Each year, around 14,000 persons in Germany are diagnosed with leukemia. The success of a therapy depends greatly on the point in time and the accuracy of the diagnosis. While the diagnostics for leukemias and lymphomas based on the diagnosis guidelines of the WHO (World Health Organization) were still highly morphology-dependent a few years ago, an increasing number of genetic and molecular genetic markers are being used to identify forms of leukemia. For example, the current issue of WHO 78 includes various genetic changes (mutations, gene fusions, and overexpression), which require special diagnosis, or at least describe the clonality of the illness (Swerdlow et al., Blood, 2016; Arber et al., Blood, 2016).
Leukemia occurs in various forms, and while certain types of leukemia are highly uniform in their manifestation and molecular profile, there are other sub-entities with a significantly wider spectrum. It is precisely this diversity that not only makes diagnosis difficult, but also choosing the best form of therapy. However, the knowledge of illness-causing changes in leukemia cells is also increasingly enabling them to be tackled in a targeted fashion via therapies. One prominent example here are tyrosine kinase inhibitors (TKI), which are being used highly successfully to treat chronic myeloid leukemia (CML), where they specifically attack the illness-causing target BCR-ABL1. This type of targeted therapy is a prime example of customized medicine (personalized/precision medicine). For this purpose, it is important to possess as much knowledge as possible about the molecular processes that take place.
This was the reason why the 5,000 genome project was launched at MLL. In order to gain as much knowledge as possible, we have begun to examine a diverse range of leukemia and lymphoma sub-groups in our project.
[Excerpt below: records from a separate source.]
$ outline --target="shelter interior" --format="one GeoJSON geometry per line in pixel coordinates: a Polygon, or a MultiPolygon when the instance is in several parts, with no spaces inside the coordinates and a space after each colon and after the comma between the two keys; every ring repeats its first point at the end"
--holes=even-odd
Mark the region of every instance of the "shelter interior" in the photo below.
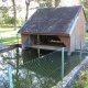
{"type": "Polygon", "coordinates": [[[66,47],[61,38],[56,35],[31,35],[29,36],[30,45],[50,45],[50,46],[59,46],[66,47]]]}

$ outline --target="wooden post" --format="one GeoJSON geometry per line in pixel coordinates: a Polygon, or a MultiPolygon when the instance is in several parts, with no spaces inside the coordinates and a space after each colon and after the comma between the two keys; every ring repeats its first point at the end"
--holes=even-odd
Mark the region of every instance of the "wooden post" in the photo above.
{"type": "Polygon", "coordinates": [[[40,35],[37,35],[37,44],[40,44],[40,35]]]}
{"type": "Polygon", "coordinates": [[[64,78],[64,47],[62,48],[62,82],[64,78]]]}
{"type": "Polygon", "coordinates": [[[40,57],[40,48],[37,48],[37,54],[38,54],[38,57],[40,57]]]}
{"type": "Polygon", "coordinates": [[[80,64],[81,64],[81,42],[80,42],[80,57],[79,57],[79,59],[80,59],[80,64]]]}
{"type": "Polygon", "coordinates": [[[9,73],[9,88],[13,88],[12,69],[11,69],[11,66],[9,66],[8,73],[9,73]]]}

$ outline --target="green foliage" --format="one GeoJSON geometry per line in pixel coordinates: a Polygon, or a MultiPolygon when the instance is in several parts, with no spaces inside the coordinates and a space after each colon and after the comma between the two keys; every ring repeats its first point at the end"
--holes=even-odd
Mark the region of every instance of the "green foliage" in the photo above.
{"type": "Polygon", "coordinates": [[[88,88],[88,69],[85,69],[74,82],[72,88],[88,88]]]}

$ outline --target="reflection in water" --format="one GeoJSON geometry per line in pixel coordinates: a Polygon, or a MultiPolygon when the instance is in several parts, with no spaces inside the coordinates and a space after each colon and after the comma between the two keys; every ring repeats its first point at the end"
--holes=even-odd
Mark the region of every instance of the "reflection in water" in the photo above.
{"type": "MultiPolygon", "coordinates": [[[[0,54],[0,88],[9,88],[8,66],[12,67],[14,88],[52,88],[61,80],[61,52],[37,50],[22,51],[20,47],[0,54]],[[48,54],[47,56],[44,56],[48,54]]],[[[82,55],[84,58],[85,55],[82,55]]],[[[65,75],[79,63],[79,54],[65,53],[65,75]]]]}

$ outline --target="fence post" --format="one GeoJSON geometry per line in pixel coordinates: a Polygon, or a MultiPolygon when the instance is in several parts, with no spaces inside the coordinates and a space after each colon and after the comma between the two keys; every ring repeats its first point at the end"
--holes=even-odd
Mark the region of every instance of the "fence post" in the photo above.
{"type": "Polygon", "coordinates": [[[8,73],[9,73],[9,88],[13,88],[12,69],[11,69],[11,66],[9,66],[8,73]]]}
{"type": "Polygon", "coordinates": [[[62,47],[62,82],[64,78],[64,47],[62,47]]]}
{"type": "Polygon", "coordinates": [[[81,64],[81,42],[80,42],[80,57],[79,57],[79,59],[80,59],[80,64],[81,64]]]}

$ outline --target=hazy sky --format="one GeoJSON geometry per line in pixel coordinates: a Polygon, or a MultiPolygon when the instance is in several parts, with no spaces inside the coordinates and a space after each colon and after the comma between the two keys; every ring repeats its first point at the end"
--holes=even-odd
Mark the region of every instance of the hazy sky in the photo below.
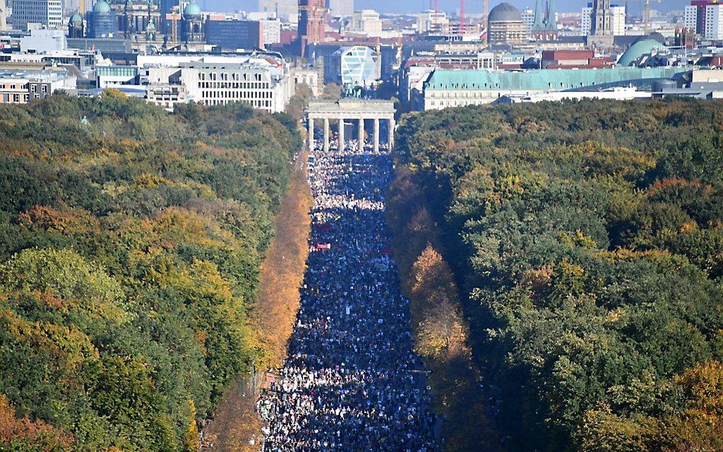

With our Biobank, we also have the ability to include rare forms of leukemia and lymphoma, thereby allowing a very wide spectrum of various entities to be covered. We take advantage of the options offered by high-throughput sequencing and examine both the genome (WGS, Whole Genome Sequencing) as well as the transcriptome (RNA-Seq) of a patient in order to obtain as much genetic information as possible. Via the combination of WGS and RNA-Seq, we validate not just the variants found on both levels, but also pursue the question of whether the mutations found are transcribed and expressed and/or whether the translocations found also lead to a fusion transcript. Furthermore, we attempt to correlate the genotype with the expression profile in order to find out more about genetic changes and their impact on the cell. For example, which changes in the transcriptome do patients with mutations in one of the splicing genes exhibit?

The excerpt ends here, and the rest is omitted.